戦いにおける緊張感や高揚感を盛り立てるため、トランペットやエレキギター、あるいはバイオリンの音で勇ましく歌い上げるのが普通の考え方です。
ですがそこは普通と違うのが半熟英雄、リアルな戦いではなくあくまでコミカルな「劇」の一部ということで、軽やかな木琴の音を使っているのだと思います。
このような、楽器の使い方ひとつにもゲーム性の違いが表れるのは面白いですね。
ちなみに、この曲の緊張感や高揚感はオーケストラヒット(ジャン!という音)の多用で実現されているので、その点にも抜かりはありません。
Aグッとくる転調
もう一つ、曲の途中で起こる特徴的な転調にも注目です。
この曲はイントロ以降、Aパート(2〜9小節)とBパート(10〜21小節)の2つに大きく分けることが出来ます。

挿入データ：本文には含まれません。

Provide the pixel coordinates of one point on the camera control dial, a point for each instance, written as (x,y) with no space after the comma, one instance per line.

調に関して、Aパートはヘ長調で始まりますが、続くBパートはへ短調に切り替わっています。
(いわゆる同主調の転調)

これはAパート出だしの主旋律

一方こちらはBパート出だしの主旋律。Aパートと同じ音形で、調が変わっていることに注目
この転調により、同じメロディでもBパートは少し物哀しい雰囲気に変わります。
コミカル一辺倒にはならず、ペーソスを適度に織り交ぜることで曲全体に深みを持たせているわけです。
ドラクエのBGMなど、すぎやま先生の曲には琴線に触れる転調がよく見られるのですが、この「剣劇」もそんなグッとくる転調がなされた曲の一つと言えます。
●アレンジした結果
そんなことを考えながらこの曲をアレンジした結果、こちらのものが出来上がりました。
アレンジ、というか本物のオーケストラで演奏したらこんな感じになるのでは、と思いながら作りました。

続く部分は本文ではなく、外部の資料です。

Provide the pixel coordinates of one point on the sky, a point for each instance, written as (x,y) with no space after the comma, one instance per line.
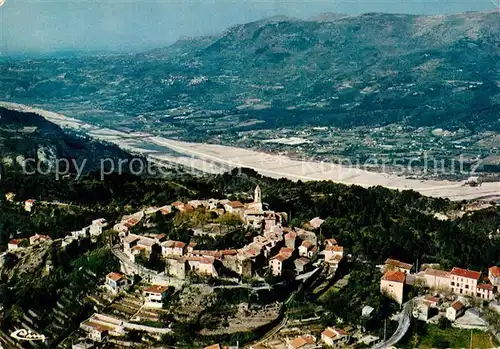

主旋律は原曲通りに木琴が演奏、伴奏を弦楽器が担当、そしてバックにパーカッションを配置、という編成にしています。
純粋なオーケストラ調の曲を扱ったのは今回が初めてなのですが、音の鳴らし方などが難しいな・・・と作っている時に思いました。
●終わりに
今回は、ゲーム「半熟英雄」の曲アレンジに取り組んでみました。
1ループ30秒ほどの短い曲にも関わらず、けっこう凝った作りになっていることに気付けたのが個人的に大きな収穫でした。
すぎやま先生の凄さを改めて実感した次第です。
こういったオケ風の曲がもう少し上手にアレンジできるようになると制作の幅が広がると思うので、今後も精進したいところですね。